Colorado became the first state where recreational pot went on sale on January 1, according to the AP. Washington is the only other state with legal recreational pot, which is expected to go on sale this summer.
The first month of recreational sales falls in line with expectations, said Barbara Brohl, executive director of the Colorado Department of Revenue, in a statement, the AP reported.
"We expect clear revenue patterns will emerge by April and plan to incorporate this data into future forecasts," Brohl said, according to the AP.
The department said it expects variability in revenue collections during the initial months of sales, due to factors like local approval of licenses and the potential that the novelty of legal pot could wear off, the AP reported.
By the end of January, 59 businesses had filed a tax return for recreational pot to the state, according to the Department of Revenue, the AP reported.The number of businesses offering recreational pot is growing.
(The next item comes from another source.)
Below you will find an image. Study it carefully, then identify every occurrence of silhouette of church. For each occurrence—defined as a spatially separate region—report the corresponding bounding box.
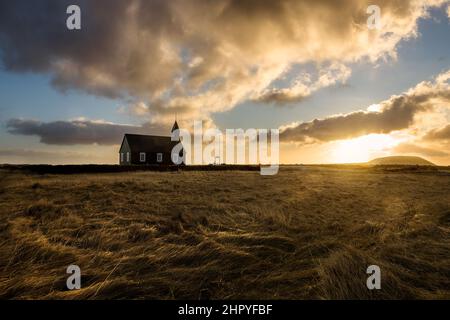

As of mid-February, Colorado had 163 retail stores.
Colorado voters approved a 15% excise tax on marijuana producers to pay for school construction, and a 10% special sales tax on consumers, according to the AP. The state legislature has the option to increase the special sales tax to as much as 15% in future years.
Last month, a budget proposal from Colorado Governor John Hickenlooper estimated that total pot sales next fiscal year would be about $610 million, the AP reported.
The first days of sales in Colorado were met with hours-long lines and worldwide media attention, according to the AP.